The quantitative analysis of XPS data is primarily dependent upon the probability of excitation of a given electronic level in an atom by the x-ray. A second factor is the mean free path of the emitted electron in a material, which is a measure of the depth from which it is emitted without an inelastic collision. An inelastic collision is a collision involving energy loss of the electron. When the electron loses energy once in such a collision or interaction, it contributes to a feature of the spectrum called a loss peak. These peaks are weaker and broader than the photoelectron peaks and appear in the spectrum as though they are at higher binding energy relative to the photoelectron peak from which they arose. If an emitted electron has two or more inelastic collisions, it contributes to the general background of a spectrum, so the background commonly increases to the high binding energy side of any major photoelectron peak.
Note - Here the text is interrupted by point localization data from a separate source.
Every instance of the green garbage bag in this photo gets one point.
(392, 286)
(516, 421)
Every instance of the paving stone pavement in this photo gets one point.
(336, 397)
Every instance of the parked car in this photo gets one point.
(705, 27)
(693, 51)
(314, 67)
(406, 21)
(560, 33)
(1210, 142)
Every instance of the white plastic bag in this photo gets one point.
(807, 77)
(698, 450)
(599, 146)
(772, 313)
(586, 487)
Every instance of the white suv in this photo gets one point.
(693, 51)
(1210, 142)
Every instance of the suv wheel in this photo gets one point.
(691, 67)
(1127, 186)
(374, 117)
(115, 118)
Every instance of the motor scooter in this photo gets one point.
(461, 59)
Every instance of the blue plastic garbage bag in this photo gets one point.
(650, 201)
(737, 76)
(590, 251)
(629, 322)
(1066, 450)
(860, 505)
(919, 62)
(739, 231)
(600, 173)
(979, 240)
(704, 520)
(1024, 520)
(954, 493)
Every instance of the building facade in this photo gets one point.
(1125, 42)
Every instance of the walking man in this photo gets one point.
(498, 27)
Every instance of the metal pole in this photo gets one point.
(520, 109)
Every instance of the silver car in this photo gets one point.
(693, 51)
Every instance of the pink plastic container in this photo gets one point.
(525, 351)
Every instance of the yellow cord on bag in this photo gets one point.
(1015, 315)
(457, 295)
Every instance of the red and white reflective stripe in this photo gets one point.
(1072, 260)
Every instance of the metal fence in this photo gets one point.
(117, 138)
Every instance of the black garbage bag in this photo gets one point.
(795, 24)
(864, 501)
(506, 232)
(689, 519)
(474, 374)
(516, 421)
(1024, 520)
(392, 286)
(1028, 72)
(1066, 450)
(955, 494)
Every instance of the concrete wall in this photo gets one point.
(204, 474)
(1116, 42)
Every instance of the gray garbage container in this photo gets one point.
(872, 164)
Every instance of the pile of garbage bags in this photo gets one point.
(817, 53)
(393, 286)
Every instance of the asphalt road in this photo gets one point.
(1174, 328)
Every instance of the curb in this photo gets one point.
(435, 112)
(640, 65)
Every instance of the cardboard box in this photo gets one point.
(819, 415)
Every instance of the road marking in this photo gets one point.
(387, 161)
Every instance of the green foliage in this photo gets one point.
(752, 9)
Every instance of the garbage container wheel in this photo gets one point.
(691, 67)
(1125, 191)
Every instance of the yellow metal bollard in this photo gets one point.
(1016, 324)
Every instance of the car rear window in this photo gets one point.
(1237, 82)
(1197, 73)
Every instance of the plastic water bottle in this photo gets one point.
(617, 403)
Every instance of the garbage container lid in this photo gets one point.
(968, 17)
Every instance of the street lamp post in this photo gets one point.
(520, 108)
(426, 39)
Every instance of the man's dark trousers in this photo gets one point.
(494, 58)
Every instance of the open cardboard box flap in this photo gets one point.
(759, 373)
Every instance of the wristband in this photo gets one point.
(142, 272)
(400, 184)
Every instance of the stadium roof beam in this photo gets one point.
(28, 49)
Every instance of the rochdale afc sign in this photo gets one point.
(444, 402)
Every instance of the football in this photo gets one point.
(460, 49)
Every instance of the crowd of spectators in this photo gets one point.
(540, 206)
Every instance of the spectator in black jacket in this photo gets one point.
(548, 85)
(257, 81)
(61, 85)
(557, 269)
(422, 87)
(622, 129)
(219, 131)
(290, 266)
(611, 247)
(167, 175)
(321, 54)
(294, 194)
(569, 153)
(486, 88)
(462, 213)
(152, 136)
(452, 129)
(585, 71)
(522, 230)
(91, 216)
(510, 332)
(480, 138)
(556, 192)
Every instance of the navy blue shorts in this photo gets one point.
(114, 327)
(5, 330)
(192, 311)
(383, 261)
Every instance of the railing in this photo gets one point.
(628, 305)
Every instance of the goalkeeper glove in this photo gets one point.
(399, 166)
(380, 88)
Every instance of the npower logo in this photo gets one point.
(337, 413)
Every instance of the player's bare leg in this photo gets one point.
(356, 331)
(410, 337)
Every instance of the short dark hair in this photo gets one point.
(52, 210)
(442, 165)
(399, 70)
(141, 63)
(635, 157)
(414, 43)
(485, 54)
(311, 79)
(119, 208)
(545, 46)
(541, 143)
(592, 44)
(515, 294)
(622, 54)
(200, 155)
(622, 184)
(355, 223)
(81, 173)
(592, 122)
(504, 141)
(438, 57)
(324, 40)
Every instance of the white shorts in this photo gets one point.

Because the mean free path lengths are dependent upon the electron energy, increasing as the electron energy increases (in the energy range of XPS), there is a correction for the sampling depth of photoelectrons of different energies. These path lengths for the aluminum characteristic x-ray energy used (1487 eV) are about 1.4 to 2.0 nm commonly. Almost all of the signal comes from the outermost 6-8 nm of material, so the spectroscopy has great surface sensitivity. An example of a wide energy range spectrum can be seen in the Quantitative Elemental Analysis example.

Such techniques as EDS, XRF, and FTIR are often called surface analysis techniques. They should more properly be called near-surface analysis techniques, since they commonly yield signals averaging over depths of 1 to 2 μm. XPS is a truly surface analysis technique with its 6 - 8 nm probing depth being 0.003 to 0.008 times that of EDS, XRF, and FTIR. Because XPS or ESCA uses only those photoelectrons with no inelastic collisions, there is a little interaction between the measured signal electrons and the material matrix needing adjustment in quantitative analysis. EDS, XRF, and FTIR all have strong matrix effects which makes it more difficult to perform accurate quantitative analyses using them.